Mike Fletcher didn't find any notes waiting for him at the Women's Resource Center Thrift Shop after a weekend off.
When he arrived for work Monday, no one had called requesting he pick up a donation, mostly larger items that are hard to move. The sales floor looked thinner in places, too.
On Tuesday, he moved the last of the donated sofas from storage into the store on U.S. 31 near Pizza Hut in Traverse City. That brought the total to nearly 10.
"I save them for when we get slow," Fletcher said. "It was kind of empty."
Winter months frequently mean a leaner supply for some local nonprofits that rely on donors to boost their merchandise for people in need.
The reasons vary but could include any number of things: It's too early for spring cleaning; the holidays zapped a lot of people's attention; people don't hold garage sales when it snows.
Furniture and household items, such as dishes and cookware, are the most needed at the Women's Resource Center shop, Manager Carol Rose said. People seem to be shopping less for decorative items and more for necessities.
One dresser set was in storage Tuesday. A set of six drawers was on the sales floor.
"We're just dependent on people coming through the back door," Rose said.
The needs overlap at some other regional agencies:
• The Father Fred Foundation in Traverse City always could use furniture and household items because of quick turnover, said Dave Abeel, development director.
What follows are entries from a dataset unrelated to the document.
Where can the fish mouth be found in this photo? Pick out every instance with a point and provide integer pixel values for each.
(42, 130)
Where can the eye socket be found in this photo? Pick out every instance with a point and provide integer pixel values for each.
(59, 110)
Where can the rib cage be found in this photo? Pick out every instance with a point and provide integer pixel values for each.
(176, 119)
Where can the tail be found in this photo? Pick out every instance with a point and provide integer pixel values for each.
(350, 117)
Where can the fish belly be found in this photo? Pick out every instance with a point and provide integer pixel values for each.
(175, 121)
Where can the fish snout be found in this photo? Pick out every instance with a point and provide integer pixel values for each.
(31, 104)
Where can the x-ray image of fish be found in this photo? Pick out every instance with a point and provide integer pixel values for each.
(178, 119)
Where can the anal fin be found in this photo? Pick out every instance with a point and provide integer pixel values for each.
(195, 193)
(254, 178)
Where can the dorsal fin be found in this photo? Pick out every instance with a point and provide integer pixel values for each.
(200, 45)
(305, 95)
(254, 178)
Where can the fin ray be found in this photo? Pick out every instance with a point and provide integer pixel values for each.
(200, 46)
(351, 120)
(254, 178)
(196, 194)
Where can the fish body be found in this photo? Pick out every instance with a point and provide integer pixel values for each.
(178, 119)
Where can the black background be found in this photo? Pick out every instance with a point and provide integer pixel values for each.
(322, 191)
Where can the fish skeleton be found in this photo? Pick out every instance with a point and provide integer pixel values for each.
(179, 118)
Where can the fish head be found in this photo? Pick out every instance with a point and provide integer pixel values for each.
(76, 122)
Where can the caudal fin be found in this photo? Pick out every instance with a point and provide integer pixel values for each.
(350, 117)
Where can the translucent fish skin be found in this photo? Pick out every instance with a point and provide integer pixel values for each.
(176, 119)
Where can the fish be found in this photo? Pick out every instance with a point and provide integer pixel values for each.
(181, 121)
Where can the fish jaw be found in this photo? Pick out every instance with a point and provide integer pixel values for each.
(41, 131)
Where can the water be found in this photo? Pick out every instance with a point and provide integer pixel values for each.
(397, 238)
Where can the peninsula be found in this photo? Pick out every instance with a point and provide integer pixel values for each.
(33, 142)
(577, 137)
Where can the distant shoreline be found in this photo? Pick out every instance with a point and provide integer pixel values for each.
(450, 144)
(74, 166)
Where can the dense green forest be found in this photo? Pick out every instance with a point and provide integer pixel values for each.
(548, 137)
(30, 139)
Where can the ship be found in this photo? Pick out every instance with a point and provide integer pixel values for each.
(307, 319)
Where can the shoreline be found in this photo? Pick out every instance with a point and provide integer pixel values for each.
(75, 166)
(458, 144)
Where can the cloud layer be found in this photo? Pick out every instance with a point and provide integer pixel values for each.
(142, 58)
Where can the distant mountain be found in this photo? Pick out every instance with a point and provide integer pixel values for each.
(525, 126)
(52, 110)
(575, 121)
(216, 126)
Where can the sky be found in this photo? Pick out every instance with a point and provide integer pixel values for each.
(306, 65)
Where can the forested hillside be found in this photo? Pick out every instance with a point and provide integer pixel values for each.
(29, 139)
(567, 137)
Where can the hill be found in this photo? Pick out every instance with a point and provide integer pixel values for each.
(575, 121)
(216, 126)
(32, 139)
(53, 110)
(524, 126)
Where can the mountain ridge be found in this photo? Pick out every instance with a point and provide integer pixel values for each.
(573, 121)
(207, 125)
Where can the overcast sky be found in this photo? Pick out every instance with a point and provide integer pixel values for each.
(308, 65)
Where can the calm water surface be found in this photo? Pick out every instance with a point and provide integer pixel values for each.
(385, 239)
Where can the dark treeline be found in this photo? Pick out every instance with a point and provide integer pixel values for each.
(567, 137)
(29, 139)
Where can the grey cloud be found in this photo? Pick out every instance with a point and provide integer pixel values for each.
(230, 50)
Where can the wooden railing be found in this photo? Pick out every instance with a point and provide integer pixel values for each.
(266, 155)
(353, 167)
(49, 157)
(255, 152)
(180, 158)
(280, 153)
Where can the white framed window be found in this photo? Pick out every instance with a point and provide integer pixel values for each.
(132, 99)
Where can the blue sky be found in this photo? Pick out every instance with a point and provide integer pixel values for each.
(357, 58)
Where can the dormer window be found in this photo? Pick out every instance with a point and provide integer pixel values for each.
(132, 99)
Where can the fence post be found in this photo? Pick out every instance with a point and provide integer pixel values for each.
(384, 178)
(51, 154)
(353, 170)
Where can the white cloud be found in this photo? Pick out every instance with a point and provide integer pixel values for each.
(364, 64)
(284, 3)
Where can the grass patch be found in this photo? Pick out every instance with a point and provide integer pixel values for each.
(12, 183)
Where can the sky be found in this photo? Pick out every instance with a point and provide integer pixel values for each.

Items such as plates or coffeemakers are "dropped off, and they're gone within a day or two," he said. Some furniture might be saved for a spring garage sale.
• Both Father Fred and Kalkaska Area Interfaith Resources could use more children's winter clothing. At KAIR, one rack each is devoted to boys and girls, Manager Peggy Young said. Staff and volunteers are nearly finished sorting through what remains of cold-weather gear.
Boots are in particular need. A few used pairs are available.
"We've had a lot of calls for that," she said. "They've been pretty well-worn."
• KAIR and Benzie Area Christian Neighbors, in Benzonia, each could use items in the food pantry. KAIR's needed reinforcements include jelly, tuna fish, canned fruit and soup.
Benzie's agency needs personal hygiene items, particularly for customers who use state food assistance when grocery shopping, said Gerri Van Antwerp, volunteer coordinator.
Those are less often donated, she said. Long underwear also has been a recent request.